After 2000, the Ecuadorian economy became "lower risk" and "more stable" for foreign investment, and suddenly anyone could import anything, which meant that stores and markets were flooded, mostly with cheap crap from China. This country is drowning in plastic, drowning in disposable garbage that infiltrates and crowds out their culture and all things cultural. And they buy it. People who hadn't needed a refrigerator for centuries suddenly needed one simply because it was available. So, they saved and saved and spent their money, which maybe could have sent the youngest child to school, and inevitably, in few months, maybe a year, it broke. They can't afford to fix it or buy a new one, and so it gets tossed to rot somewhere, usually beside a river in town, poisoning the ground, and the Ecuadorian goes back to buying milk from a neighbor farmer and not from Nestle, and back to leaving their eggs on the counter--which, by the way, is totally harmless anyway.

This flooding of a formerly local, indigenous -goods market with foreign imports also meant a decrease in the profits for Ecuadorian people themselves. The dollar meant stabilization of a rapidly devaluaing sucre, but it also meant $1 ended up having a lot less local purchasing power than 25,000 sucres. But why had the sucred plummeted so far so fast? Partially because of national debt--owing foreign investors more than they could ever pay back for those aforementioned so-called development projects.

No, I have not flown south and become a raging communist. I am not saying that Ecuadorians (or Africans, or fill in the blank) don't need or shouldn't have refrigerators. But development could be more cautious; it should be. And in our global society where greed and want trump everything requiring patience, caution is thrown into the poisonous wind. Those who benefit, those who horde the resources and windfall with which they can escape the catastrophic fall when it comes, those people are not the Ecuadorians selling tomatoes in the market. Sell your land for a satelite dish. Sell your soul for a can of Coke. These are not just hyper-reactionary statements. In the longest run, they will be the truth. They will be the the only things we'll be able to say when we look back if we don't start doing something different now. How do we stop the corporotocracy steamroller, where those manning the controls live by privatization, capitalist zeal and corruption, all in the name of an insatiable greed that snares everyone and benefits few? Maybe we look to Carol and how she and her farm fit into all of this...
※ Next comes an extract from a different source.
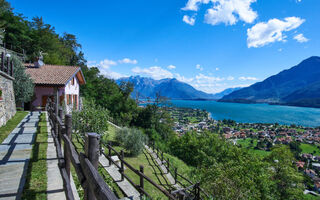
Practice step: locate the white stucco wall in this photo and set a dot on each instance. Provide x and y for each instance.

The Tungurahua Tea Room offers an example of an alternative kind of change. A tempered progress that makes lasting, positive impacts on the land and the people who work it. There you can see a balance between the ways of the past and the future of a globalized universe where everyone sports Nike sneakers and a satelite dish and where there is no time line, only instant gratification. Globalization is not a bad thing in and of itself. It was, after all, the thing that helped lead me to Carol in the first place. It can be a tool, or a weapon of destruction. It is up to us how we choose to wield it.